「コーチング」という言葉、ビジネスパーソンやスポーツ経験者であれば一度は聞いたことがあるでしょう。
コーチングとは、指導対象が目標を達成するために実践する指導方法のひとつで、ビジネス・スポーツ・ライフスタイルと、ジャンルを問わず活用できます。指導を受ける側の意識が変わることで望む結果を得られるコーチングですが、そのためには指導をする側のコーチングに対する知識や理解、スキルが欠かせません。
本記事では、コーチングの基本や得られる効果、実践方法などについて紹介します。
コーチングの基本 - コーチングとは? ティーチングとの違い
コーチングとは? 由来と実際の指導例
コーチングは「組織や個人がより早くより効率的に、ゴールを達成する助けとなること」です。
「コーチ」は「人を目的地(ゴール)に運ぶ手段」であることから、世界ではじめて大型乗合馬車が走ったハンガリーの「コチ」という地名に由来しています。馬車が「人が行きたいところに送り届ける」ことから、目的を持った人の指導者を「人の目的達成を支援する」という意味でコーチと呼ぶようになりました。
コーチングは、コーチが指導対象者であるクライアントに対して「目標を効率的に達成するために何をしなければいけないか」を気づかせ、行動を促していきます。コーチングを短距離走の指導例でみてみましょう。
■指導例)
「もうちょっとで昨日のタイムを上回れそうだったね。今日と昨日で何か違っているところある? 」
「今日は新しいランニングシューズで走りました」
「走りにくかった? 」
「走りにくさは感じませんでしたが、足がまだ慣れていないかもしれません」
「そうか。じゃあ足を早く慣らした方がいいね」
「もっと走り込みます」
「あと、靴を変えてから少しフォームが変わっていたよ」
「本当ですか。動画を見せてもらえませんか? 」
「ほら、ストライドが少し狭いだろう」
「本当ですね、次はもう少し足の開きを意識してみます」
コーチはクライアントと対話を重ね、どうすれば目標を達成していけるのか、クライアントから引き出していくことがコーチングです。
コーチングとティーチングの違い
さまざまな指導方法において、コーチングと混同されがちな手法に「ティーチング」があります。コーチングとティーチングの違いは、目標達成するための答えが「指導者側にあるかどうか」というところにあります。

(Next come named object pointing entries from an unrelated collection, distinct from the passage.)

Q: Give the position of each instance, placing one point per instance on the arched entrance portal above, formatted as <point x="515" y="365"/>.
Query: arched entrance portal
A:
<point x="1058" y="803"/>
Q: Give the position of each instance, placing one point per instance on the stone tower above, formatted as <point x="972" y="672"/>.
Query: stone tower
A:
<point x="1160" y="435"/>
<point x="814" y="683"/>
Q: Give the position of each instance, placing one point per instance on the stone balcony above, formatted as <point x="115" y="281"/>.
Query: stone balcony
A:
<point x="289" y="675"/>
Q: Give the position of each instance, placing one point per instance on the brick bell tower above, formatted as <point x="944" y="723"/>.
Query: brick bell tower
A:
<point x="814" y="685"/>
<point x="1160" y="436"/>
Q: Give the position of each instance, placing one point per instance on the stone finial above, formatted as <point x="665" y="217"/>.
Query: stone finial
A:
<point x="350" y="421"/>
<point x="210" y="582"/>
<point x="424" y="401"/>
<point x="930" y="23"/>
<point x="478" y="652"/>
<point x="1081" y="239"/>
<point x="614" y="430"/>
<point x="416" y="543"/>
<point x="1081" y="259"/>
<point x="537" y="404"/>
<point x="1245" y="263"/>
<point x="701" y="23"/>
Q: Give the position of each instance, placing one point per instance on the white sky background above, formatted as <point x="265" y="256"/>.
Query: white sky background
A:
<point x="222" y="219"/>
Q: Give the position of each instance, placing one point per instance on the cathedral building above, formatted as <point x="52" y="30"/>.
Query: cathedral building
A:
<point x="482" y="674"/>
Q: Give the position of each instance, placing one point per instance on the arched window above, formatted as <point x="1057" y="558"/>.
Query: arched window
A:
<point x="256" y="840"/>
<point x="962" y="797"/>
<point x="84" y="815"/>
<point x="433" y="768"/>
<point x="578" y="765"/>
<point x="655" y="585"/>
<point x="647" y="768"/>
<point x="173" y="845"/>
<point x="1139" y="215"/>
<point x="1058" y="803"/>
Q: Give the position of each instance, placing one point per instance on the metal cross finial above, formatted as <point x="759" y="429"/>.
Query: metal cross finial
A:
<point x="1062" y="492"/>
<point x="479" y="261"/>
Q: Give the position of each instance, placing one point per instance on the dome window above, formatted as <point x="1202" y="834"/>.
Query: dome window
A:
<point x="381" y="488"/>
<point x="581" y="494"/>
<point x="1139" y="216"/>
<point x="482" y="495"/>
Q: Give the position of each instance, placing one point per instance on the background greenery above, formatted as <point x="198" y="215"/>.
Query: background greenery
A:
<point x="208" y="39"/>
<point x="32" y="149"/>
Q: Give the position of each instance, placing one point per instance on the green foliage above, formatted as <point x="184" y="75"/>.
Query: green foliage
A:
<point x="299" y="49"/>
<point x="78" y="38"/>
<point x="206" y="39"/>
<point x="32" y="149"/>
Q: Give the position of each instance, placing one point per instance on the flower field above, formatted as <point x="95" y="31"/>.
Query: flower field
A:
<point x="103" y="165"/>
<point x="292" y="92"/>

ティーチングでは、目標達成のための答えは「指導者側」にあります。目標達成のためにどうすればいいのか、指導者がクライアントに教えることで目標達成を目指します。
一方、コーチングでは、目標達成のための答えは「クライアント」にありますが、指導時点ではクライアントはそれに気づいていません。指導者は目標達成のための答えを、対話や問いかけによってクライアントに気づかせるのです。
指導過程において、ティーチングは指導側の発言が多くなり、コーチングは双方の対話を通して、クライアントの主体的な発言が多くなります。
どちらの指導方法も目標達成に有効ですが、コーチングは目標達成のための答えをクライアントから引き出していくことから、クライアントがある程度スキル・経験がある場合に向いていると言えます。指導対象者のスキルやタイプによって使い分けましょう。
コーチングの効果 - メリット、デメリットは?
コーチングで得られるメリット
コーチングでは、次のような効果・メリットが得られます。
- クライアントの自発性・主体性・考える力を育み、応用力や再現性なども高めることができる
- クライアントの個性を活かし、内に秘められた可能性や潜在能力を引き出す
- 目標達成の過程において、クライアントのモチベーションが維持できる
- クライアントの問題解決能力が向上する
コーチングは、クライアントが自ら考え行動することで目標達成できるようにサポートをしていくために、基本的にはクライアントの意思を尊重します。その結果、クライアントの個性を活かしながら潜在能力・問題可決能力を高め、モチベーションを保つことができるのです。
デメリットはある?
クライアントの意思を尊重し、自発的な目標達成を促すコーチングにも、次のようなデメリットがあります。
- 他の指導方法と比較して、目標達成に時間がかかる
- クライアント自身の経験やスキル・知識が不足している場合に効率が悪い
- 一人ひとりの個性と意思と対話をしながら実施するため、同時に多人数を指導するのが難しい
対話を重ねていくコーチングは、指導者とクライアントとの信頼性が重要です。信頼を構築するためには一定の時間がかかり、またクライアントの個性と意思を尊重する必要があります。そのため、個々のクライアントに合わせた個別の対話が重要です。
知識やスキル・経験には個人差があり、ゴールが同じでも目標を達成するためのリードタイムが必然的に長くなります。
また、コーチングを受けるクライアントのスキルや能力が不足していれば、どんなに対話を重ねても目標達成のための答えに到達できない可能性もあります。